After Sai Htun’s death, relatives immediately contacted his employer demanding compensation. The employer said he would compensate them but later refused, telling relatives that unregistered workers had no rights to accident compensation under Thai law. Both Sai Boon and Sai Htun’s cases, with the support of the Human Rights and Development Foundation (HRDF), were submitted to SSO Chiangmai in September 2007. Officials accepted Sai Boon’s claim to accident compensation from the Workmen’s Compensation Fund (WCF), given his status as a Highlander. But in Sai Htun’s case, officials said they could only issue an order for his employer to informally pay compensation to his dependents. SSO insisted Sai Htun was not a worker entitled to access the WCF as he was an ‘illegal and unregistered alien.’

Between December 2007 and March 2008, when contacted for updates on the case, SSO officials said letters has been issued to Sai Htun’s employer to discuss the case with them, but he had not attended. In March 2008 officials said that they had transferred the case to the Royal Thai Police giving the reason that the employer has refused to respond. Finally in June 2009, under increased pressure from media coverage of the case, SSO Chiangmai issued an order in Sai Htun’s case saying that his relatives were entitled to compensation of almost 300, 000 baht from his employer. SSO would not however state in the order whom these ‘relatives’ were, despite being provided with numerous official documents from his family translated from Burmese into Thai and English.

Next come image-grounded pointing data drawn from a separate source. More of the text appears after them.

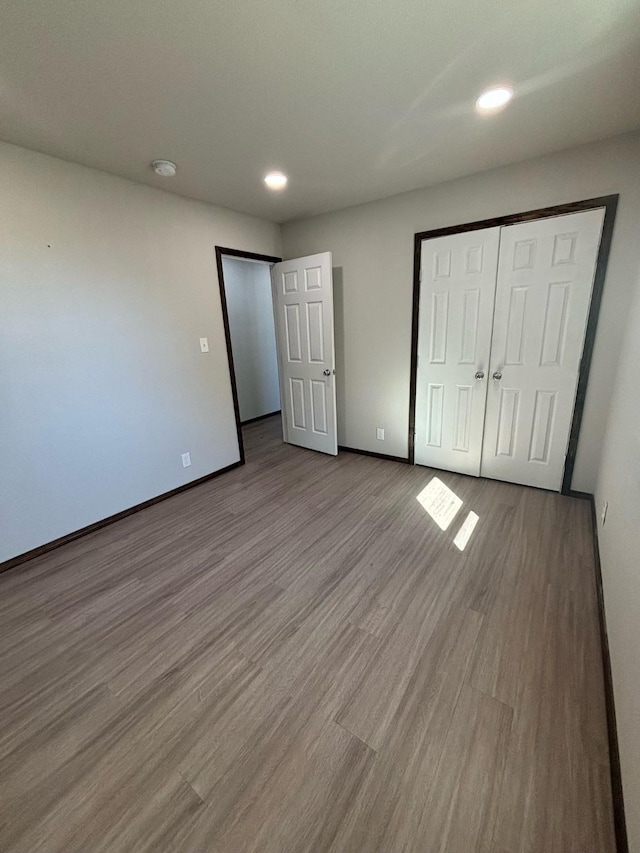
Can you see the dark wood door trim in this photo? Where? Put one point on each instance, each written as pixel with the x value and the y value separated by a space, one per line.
pixel 222 252
pixel 610 204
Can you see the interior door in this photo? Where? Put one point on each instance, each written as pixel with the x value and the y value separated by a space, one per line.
pixel 545 278
pixel 458 281
pixel 303 305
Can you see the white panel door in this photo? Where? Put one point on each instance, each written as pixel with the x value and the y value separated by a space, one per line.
pixel 458 280
pixel 303 305
pixel 546 270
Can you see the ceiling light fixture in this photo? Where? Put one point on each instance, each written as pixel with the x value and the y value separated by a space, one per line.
pixel 495 98
pixel 164 168
pixel 276 180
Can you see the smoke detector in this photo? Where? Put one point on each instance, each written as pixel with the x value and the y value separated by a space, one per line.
pixel 164 168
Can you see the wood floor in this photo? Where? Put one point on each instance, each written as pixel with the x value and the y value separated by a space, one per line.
pixel 294 658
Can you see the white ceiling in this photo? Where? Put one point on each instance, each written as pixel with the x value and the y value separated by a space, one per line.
pixel 354 99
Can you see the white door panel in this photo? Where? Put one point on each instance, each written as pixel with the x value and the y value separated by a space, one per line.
pixel 458 279
pixel 303 305
pixel 545 277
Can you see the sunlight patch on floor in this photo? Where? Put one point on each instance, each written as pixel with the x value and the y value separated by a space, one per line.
pixel 440 502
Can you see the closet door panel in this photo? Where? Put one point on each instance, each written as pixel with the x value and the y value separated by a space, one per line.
pixel 458 279
pixel 546 270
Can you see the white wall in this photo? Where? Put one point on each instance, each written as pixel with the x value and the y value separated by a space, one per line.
pixel 253 336
pixel 619 484
pixel 372 249
pixel 106 287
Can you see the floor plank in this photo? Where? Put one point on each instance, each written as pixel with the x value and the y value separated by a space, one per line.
pixel 295 657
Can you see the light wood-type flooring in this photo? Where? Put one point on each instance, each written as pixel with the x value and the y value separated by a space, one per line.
pixel 293 658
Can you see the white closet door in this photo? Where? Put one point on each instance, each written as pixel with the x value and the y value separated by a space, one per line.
pixel 545 278
pixel 458 280
pixel 303 305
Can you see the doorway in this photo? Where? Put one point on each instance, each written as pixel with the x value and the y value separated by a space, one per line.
pixel 504 321
pixel 278 321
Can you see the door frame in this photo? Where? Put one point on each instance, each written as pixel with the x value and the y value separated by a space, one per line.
pixel 222 252
pixel 610 204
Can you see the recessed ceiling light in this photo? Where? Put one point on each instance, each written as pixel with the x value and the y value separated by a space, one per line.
pixel 164 168
pixel 493 99
pixel 276 180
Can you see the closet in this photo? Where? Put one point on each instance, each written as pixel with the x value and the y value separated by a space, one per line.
pixel 501 329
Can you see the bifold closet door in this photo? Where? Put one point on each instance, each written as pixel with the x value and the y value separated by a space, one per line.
pixel 458 280
pixel 546 270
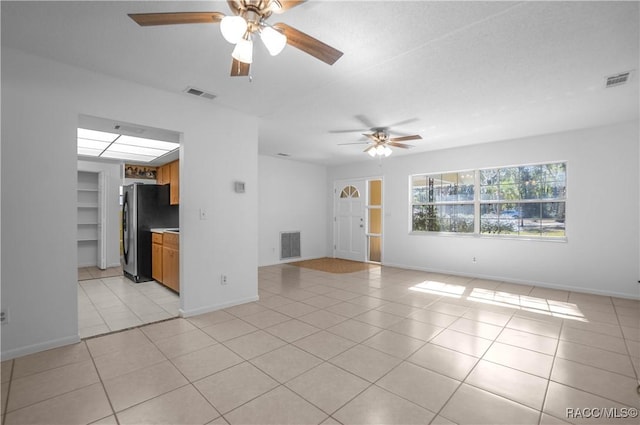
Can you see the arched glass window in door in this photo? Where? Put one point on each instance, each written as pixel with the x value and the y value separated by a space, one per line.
pixel 349 192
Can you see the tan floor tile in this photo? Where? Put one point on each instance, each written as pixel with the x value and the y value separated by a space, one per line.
pixel 245 309
pixel 593 339
pixel 286 363
pixel 539 343
pixel 210 319
pixel 464 343
pixel 470 405
pixel 560 397
pixel 421 386
pixel 295 309
pixel 50 383
pixel 322 319
pixel 121 362
pixel 229 329
pixel 479 329
pixel 324 344
pixel 394 344
pixel 117 342
pixel 487 316
pixel 321 301
pixel 415 329
pixel 354 330
pixel 551 330
pixel 266 318
pixel 82 406
pixel 235 386
pixel 205 362
pixel 444 361
pixel 434 318
pixel 596 357
pixel 365 362
pixel 184 343
pixel 143 384
pixel 596 381
pixel 377 406
pixel 184 405
pixel 348 309
pixel 292 330
pixel 158 331
pixel 509 383
pixel 328 387
pixel 521 359
pixel 277 407
pixel 254 344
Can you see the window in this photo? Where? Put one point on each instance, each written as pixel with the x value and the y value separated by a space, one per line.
pixel 443 202
pixel 525 201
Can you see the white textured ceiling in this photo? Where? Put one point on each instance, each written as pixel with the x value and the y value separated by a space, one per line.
pixel 460 72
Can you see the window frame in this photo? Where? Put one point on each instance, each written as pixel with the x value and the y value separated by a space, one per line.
pixel 478 203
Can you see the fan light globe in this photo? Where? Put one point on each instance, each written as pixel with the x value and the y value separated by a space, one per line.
pixel 233 28
pixel 273 40
pixel 243 52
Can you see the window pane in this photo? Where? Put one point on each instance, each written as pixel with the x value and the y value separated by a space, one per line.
pixel 419 189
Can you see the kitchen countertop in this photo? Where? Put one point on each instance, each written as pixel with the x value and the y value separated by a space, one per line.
pixel 165 229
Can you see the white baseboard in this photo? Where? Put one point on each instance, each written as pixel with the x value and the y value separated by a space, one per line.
pixel 36 348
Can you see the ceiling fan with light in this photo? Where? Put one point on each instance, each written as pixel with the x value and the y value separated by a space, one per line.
pixel 249 19
pixel 380 142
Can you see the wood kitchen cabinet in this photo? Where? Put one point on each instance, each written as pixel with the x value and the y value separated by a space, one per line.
pixel 156 257
pixel 170 174
pixel 171 260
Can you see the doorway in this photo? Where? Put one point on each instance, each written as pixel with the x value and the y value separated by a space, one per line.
pixel 358 220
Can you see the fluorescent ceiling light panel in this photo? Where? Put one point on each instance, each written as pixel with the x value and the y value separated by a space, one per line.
pixel 116 146
pixel 127 156
pixel 147 143
pixel 83 133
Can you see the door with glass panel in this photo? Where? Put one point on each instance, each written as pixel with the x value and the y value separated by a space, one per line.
pixel 349 221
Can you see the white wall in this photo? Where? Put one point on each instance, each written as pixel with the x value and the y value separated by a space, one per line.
pixel 41 102
pixel 292 197
pixel 602 250
pixel 113 181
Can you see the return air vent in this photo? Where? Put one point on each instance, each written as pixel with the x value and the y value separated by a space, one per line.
pixel 618 79
pixel 289 245
pixel 200 93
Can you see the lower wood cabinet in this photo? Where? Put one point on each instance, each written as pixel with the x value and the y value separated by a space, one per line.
pixel 171 260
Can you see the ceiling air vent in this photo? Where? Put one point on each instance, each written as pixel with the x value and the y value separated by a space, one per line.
pixel 200 93
pixel 618 79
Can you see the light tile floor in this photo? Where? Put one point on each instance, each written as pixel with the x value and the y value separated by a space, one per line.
pixel 386 346
pixel 107 302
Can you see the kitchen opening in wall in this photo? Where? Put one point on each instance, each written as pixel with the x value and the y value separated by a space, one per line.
pixel 523 201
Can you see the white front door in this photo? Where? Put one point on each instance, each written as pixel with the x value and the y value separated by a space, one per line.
pixel 349 232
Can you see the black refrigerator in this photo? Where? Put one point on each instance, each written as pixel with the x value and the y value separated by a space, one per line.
pixel 144 207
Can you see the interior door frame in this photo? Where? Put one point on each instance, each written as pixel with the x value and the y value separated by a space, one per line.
pixel 338 185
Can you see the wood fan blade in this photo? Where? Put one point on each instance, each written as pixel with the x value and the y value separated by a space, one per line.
pixel 150 19
pixel 404 138
pixel 400 145
pixel 287 4
pixel 239 69
pixel 308 44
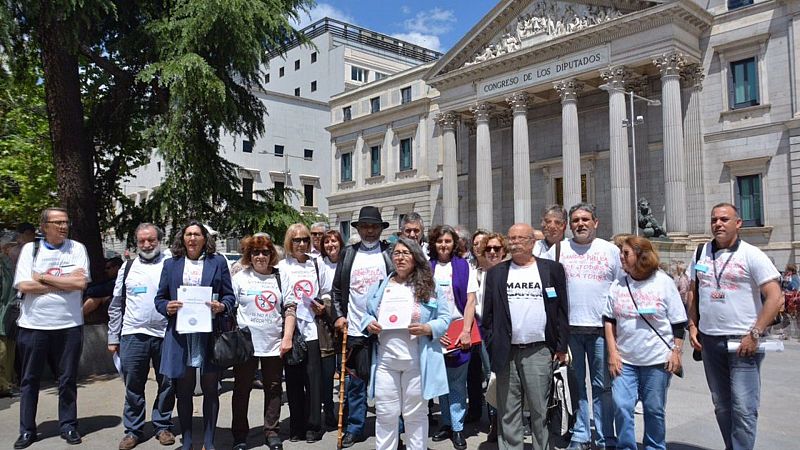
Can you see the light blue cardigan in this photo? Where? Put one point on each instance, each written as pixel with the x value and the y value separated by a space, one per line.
pixel 435 313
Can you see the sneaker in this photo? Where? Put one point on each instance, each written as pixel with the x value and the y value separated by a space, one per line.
pixel 128 442
pixel 166 438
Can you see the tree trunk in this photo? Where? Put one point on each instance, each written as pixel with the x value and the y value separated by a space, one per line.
pixel 73 153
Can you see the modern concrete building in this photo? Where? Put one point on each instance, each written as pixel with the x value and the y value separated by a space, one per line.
pixel 534 108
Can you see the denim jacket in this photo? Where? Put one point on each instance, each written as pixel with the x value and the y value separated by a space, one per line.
pixel 435 313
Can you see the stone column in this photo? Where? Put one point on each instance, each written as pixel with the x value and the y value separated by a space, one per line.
pixel 522 166
pixel 670 65
pixel 570 141
pixel 483 166
pixel 621 219
pixel 448 123
pixel 692 80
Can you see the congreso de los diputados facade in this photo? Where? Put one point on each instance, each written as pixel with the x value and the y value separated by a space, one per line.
pixel 683 104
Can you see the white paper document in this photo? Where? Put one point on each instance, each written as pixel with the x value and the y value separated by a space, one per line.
pixel 195 314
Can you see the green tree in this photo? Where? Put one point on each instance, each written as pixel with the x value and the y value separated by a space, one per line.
pixel 123 77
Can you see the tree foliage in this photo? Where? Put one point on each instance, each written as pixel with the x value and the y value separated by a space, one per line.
pixel 170 75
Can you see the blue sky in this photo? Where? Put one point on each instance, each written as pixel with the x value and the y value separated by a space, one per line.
pixel 437 25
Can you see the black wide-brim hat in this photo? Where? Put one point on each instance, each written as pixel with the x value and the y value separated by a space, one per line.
pixel 370 215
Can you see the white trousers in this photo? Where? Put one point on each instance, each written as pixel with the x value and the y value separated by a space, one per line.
pixel 398 390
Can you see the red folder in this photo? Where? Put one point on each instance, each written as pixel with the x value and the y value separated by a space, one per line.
pixel 454 332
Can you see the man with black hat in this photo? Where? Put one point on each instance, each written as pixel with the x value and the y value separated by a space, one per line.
pixel 361 266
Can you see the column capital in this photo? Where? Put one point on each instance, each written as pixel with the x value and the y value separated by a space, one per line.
pixel 692 77
pixel 568 89
pixel 518 102
pixel 616 76
pixel 447 120
pixel 481 111
pixel 670 63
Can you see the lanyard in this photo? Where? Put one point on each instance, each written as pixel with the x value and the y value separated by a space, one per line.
pixel 718 276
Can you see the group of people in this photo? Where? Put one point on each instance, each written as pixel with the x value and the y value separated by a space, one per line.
pixel 421 319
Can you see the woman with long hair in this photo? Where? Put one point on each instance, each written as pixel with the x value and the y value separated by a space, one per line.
pixel 194 262
pixel 407 365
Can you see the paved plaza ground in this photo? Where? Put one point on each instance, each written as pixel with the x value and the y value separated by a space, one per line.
pixel 690 416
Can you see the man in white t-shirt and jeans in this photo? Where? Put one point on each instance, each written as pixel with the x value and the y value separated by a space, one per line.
pixel 50 323
pixel 591 265
pixel 360 267
pixel 730 278
pixel 136 330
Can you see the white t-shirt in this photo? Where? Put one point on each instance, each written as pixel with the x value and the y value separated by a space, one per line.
pixel 736 309
pixel 55 310
pixel 368 269
pixel 259 308
pixel 399 344
pixel 444 279
pixel 526 304
pixel 659 301
pixel 590 270
pixel 141 316
pixel 300 286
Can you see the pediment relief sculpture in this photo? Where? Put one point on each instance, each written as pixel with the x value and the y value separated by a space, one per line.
pixel 543 21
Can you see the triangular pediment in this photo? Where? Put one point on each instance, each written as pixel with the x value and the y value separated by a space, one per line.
pixel 514 25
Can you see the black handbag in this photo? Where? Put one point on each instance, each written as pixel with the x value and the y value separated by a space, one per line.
pixel 299 349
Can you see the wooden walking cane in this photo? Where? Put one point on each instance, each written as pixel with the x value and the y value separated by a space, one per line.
pixel 342 375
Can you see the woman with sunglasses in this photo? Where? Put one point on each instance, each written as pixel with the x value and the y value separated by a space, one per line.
pixel 261 309
pixel 304 281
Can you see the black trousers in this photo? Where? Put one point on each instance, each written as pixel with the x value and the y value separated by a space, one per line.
pixel 304 393
pixel 61 350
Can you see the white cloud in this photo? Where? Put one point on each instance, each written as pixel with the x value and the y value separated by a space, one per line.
pixel 425 40
pixel 324 10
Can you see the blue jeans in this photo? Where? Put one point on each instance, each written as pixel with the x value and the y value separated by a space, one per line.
pixel 454 404
pixel 735 385
pixel 137 352
pixel 592 348
pixel 648 383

Given a lack of faith in the ability of the SSO bureaucracy to ensure justice in Sai Htun’s cross border compensation claim, his parents, by means of a Chiangmai relative, had meanwhile submitted his case to Chiangmai Labour Court in June 2008. After informal negotiations over a period of 15 months, finally today Sai Htun’s employers agreed to the 250, 000 baht settlement at the Court, on the condition that once paid in full over 6 installments, relatives will no longer demand compensation according to the SSO order.

Somchai Homla-or, HRDF’s Secretary General, welcomes this settlement: ‘HRDF considers this settlement was in the best interests of the parents of Sai Htun who reside in Shan State, Burma. It will allow them security in their lives having already lost their youngest son due to the negligence of a Thai employer. The success in this case gives hope to millions of migrants in Thailand, as it shows how, despite Sai Htun’s unregistered status and despite the cross border nature of the claim, justice could be done.’

Somchai also said: ‘Thai employers can learn lessons from this case that:

(1) They should not put profits before safety; and (2) They should joins hand with migrant workers, as well as human rights and labour organizations, to help migrants access to the WCF to avoid such heavy compensation payments themselves.’

Somchai concludes: ‘We hope at the same time that the SSO will use this case as a case study of their own continued failures, and to improve their own systems to ensure in the future cases like Sai Htun’s can be processed formally through the WCF. Otherwise, without support from organisations like HRDF, this case would have had the same conclusion as all other deaths frequently suffered by Burmese migrant workers in dangerous workplaces in Thailand; unexposed, unremedied and free.’

*The Human Rights and Development Foundation (HRDF) is a registered Thai Foundation working to strengthen standards on human rights, democracy and peace in Thailand.